SHORT ESSAY
   


 

 「 パ ニ ッ ク 症 候 群 」 と
            ビ ニ ー ル 袋

 ここのところ、地方都市での仕事が多かった私は自宅で過ごす事がほとんどなく、約2ヶ月半を経てやっとまとまった休みが出来た時には、冷蔵庫は空っぽ。夫独りで守ってい部屋はどこか閑散とした状態でした。

 そんな訳で、ストレス解消とばかりに休日第一日目は大掃除から始める事にしました。

 これはかなり大きなイベントとなりますら、格好もそれなりに、捨ててしまおうか迷っていたTシャツに着替え、手には手術用のゴム手袋(これは便利です)。当然化粧などする訳ありませんから、バックミュージックには、優歌団の「お政治オバチャン(私にはどうもお掃除オバチャンに聞こえるので掃除が盛り上がるのです。)」をかけて徹底的な掃除となりました。

 お昼も過ぎて2時頃には、一段落し今度は食料関係の補給に入りました。冷蔵庫を充実させるためにも、まずは酒屋さんに連絡。配達を頼んでから、家に残っている空き瓶を外に出しておこうと玄関を開けた時に、事件は
起こりました。

 私の家は24階建てのマンションは1つの階に10世帯程が入っているのですが、エレベーターホールまでには吹き抜けの廊下が続いています。そのエレベータに近い場所に位置する我が家の玄関を開けた瞬間、目に飛び込んできたのは、廊下にうつ伏せに倒れた人の姿だったのです。

 予期せぬ光景に、見てはいけない物を見てしまったかのごとく私は開けかけたドアを咄嗟に閉めて、今見た状況を頭の中で再現しながら、次の行動を考えていました。

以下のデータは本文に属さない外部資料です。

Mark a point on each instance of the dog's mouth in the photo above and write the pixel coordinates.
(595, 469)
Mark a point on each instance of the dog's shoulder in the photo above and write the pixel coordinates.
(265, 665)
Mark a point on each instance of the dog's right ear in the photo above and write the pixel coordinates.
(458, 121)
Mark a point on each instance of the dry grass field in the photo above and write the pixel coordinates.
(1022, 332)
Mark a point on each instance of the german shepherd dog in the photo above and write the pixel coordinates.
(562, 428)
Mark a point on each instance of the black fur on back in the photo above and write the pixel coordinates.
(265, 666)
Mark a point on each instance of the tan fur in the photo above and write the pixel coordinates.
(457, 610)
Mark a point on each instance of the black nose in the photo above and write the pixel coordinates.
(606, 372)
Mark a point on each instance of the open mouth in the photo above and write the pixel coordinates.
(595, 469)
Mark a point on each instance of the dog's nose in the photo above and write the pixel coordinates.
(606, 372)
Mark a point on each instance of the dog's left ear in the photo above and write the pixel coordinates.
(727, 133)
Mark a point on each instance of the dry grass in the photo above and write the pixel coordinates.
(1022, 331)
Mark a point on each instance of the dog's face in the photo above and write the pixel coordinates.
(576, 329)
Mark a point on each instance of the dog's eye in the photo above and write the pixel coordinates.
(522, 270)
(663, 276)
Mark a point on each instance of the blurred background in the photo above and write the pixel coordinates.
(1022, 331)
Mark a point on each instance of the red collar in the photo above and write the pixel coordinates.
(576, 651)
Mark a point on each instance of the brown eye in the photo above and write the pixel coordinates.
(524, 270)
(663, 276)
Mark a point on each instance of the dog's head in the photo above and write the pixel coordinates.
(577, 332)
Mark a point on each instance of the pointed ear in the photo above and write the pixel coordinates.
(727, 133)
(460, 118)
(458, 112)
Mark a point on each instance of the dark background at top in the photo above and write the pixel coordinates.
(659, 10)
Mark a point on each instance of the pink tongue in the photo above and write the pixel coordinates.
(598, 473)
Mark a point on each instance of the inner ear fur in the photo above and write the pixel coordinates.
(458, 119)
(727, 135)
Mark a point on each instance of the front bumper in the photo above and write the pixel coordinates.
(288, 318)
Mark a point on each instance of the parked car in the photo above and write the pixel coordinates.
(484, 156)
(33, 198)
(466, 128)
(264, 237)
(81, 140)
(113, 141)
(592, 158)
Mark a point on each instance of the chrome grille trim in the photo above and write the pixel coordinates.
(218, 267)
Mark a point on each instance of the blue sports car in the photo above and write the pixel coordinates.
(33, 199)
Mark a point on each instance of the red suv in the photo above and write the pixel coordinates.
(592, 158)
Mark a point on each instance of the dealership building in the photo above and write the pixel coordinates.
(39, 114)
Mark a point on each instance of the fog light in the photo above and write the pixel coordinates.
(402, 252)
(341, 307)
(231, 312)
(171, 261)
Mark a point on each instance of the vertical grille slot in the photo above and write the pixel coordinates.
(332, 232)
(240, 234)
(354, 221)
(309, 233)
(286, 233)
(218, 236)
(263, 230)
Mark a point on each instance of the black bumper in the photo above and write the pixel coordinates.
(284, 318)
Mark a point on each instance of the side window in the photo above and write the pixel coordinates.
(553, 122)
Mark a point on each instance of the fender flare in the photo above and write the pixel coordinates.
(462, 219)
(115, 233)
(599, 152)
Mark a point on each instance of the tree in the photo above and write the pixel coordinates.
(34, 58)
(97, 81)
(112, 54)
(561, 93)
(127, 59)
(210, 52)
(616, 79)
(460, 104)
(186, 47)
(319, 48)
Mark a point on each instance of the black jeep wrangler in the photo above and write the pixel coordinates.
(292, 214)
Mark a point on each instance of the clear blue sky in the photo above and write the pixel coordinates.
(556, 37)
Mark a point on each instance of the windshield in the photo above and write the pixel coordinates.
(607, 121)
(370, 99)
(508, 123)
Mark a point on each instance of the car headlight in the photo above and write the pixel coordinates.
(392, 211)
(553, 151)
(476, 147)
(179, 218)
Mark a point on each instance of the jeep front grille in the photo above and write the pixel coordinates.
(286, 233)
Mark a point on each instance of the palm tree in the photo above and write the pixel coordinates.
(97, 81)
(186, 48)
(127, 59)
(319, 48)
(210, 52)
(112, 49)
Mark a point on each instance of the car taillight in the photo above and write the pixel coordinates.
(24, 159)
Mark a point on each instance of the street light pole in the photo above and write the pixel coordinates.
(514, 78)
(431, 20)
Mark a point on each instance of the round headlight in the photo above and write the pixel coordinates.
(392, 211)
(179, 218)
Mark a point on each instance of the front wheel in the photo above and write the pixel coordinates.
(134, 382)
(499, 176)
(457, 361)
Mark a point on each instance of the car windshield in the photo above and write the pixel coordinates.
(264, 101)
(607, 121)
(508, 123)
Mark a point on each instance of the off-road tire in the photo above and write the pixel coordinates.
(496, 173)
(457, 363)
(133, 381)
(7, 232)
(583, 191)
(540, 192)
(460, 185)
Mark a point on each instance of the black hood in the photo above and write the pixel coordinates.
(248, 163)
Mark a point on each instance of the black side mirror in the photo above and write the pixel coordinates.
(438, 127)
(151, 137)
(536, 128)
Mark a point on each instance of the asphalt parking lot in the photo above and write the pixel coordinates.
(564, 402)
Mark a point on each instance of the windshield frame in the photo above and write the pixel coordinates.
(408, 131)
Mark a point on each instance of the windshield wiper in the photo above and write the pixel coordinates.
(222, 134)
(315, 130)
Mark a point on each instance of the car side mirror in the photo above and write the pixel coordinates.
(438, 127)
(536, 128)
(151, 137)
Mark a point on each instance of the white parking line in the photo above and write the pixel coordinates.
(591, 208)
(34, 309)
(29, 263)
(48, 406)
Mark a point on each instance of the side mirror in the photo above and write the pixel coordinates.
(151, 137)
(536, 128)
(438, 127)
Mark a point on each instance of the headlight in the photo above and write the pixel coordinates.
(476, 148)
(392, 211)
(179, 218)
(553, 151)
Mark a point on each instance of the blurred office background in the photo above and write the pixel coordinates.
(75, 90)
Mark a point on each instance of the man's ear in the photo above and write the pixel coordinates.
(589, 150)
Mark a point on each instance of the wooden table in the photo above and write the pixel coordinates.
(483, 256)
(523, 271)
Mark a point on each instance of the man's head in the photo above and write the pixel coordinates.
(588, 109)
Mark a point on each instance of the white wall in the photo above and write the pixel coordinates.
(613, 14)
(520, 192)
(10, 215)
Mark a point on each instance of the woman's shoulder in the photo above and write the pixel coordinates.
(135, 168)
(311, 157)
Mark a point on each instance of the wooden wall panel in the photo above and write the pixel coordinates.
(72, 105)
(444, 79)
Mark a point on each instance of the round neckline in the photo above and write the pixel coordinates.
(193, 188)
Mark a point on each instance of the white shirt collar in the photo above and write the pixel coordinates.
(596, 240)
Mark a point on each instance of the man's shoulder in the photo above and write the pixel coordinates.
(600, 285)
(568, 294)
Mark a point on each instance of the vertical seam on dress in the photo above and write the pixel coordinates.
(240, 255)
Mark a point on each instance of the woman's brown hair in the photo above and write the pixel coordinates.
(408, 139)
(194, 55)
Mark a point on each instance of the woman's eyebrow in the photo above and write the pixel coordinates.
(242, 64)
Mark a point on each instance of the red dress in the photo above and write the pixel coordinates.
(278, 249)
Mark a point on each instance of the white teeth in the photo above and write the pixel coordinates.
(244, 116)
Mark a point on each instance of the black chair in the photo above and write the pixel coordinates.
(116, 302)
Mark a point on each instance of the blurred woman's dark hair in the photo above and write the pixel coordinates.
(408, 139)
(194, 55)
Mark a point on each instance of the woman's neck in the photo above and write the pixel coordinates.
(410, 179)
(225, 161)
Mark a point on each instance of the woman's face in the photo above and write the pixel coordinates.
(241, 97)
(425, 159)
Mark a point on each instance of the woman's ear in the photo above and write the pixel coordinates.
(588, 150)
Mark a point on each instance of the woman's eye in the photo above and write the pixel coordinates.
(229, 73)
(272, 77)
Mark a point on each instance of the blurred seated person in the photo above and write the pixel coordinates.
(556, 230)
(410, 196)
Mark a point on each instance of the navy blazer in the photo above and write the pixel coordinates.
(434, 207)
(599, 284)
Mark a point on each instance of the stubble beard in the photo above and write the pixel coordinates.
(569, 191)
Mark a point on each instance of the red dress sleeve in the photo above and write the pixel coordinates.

 ドラマには、よくあるような場面ですが、その場合は「ドアを開けたA子。ハッと驚き大丈夫ですか?と声をかける」と流れていくのでしょうが、現実にはそうはいきません。反射的に防衛本能も働くのでしょう。まずは安全な場所に戻って状況を把握しようと、ドアを閉めた訳です。

 一瞬だけ目にした光景から、情報を探してみると、倒れていた人はスカートらしき物をはいていた気がするので女性ではないかと言う事。出血していた様子もなかったので、事件せいはとりあえず無さそうだと言う判断に至り、再度落ち着いてドアを開けてみる事にしました。

 相変わらずうつ伏せている女性は床に顔をつけたまま荒い呼吸をして動きません。傍らに独り男性がいて、途方にくれた様子したのでここでやっと「どうされたのですか」と声をかけてみると、仕事で訪ねてきた女性が突然発作を起こしたということでした。「パニック症候群」別名「過換気症候群」

 私にはピンとくるものがあったのですが、素人判断で間違った行動を起こす訳にいかず、取りあえずは救急車を呼び病院に運んでもらいました。救急車を見送り我にかえると見事な「お掃除オバチャン」の姿に赤面してしまいましたが、後日挨拶に来られたその男性から話を聞いたところやはり、過換気症候群の発作だったそうです。

 実は私自身、この発作に悩まされていた一人で以前、同じような状態に陥った事があるのです。仕事する女性に多い現代病の一種なのだそうで、その名のとおり、呼吸をし過ぎてしまう為に全身がしびれてしまう症状になるのです。しっかりしなければと思う程パニックを起こして酸素を吸い過ぎてしまうため、そんな時の為に常にビニール袋を持ち歩き、発作が起きたら自分の吐いた息だけを吸うようにして二酸化酸素を取り入れる様心掛けていました。とにかく落ち着く事が重要な様です。原因はまだわからず、光化学スモッグの影響だとも言われていますが、意外に増えているこの現代病。病気でもないのに、何かのきっかけで呼吸があがりおかしいなと、思ったら慌てずにまずはビニール袋、と覚えておいて下さいね。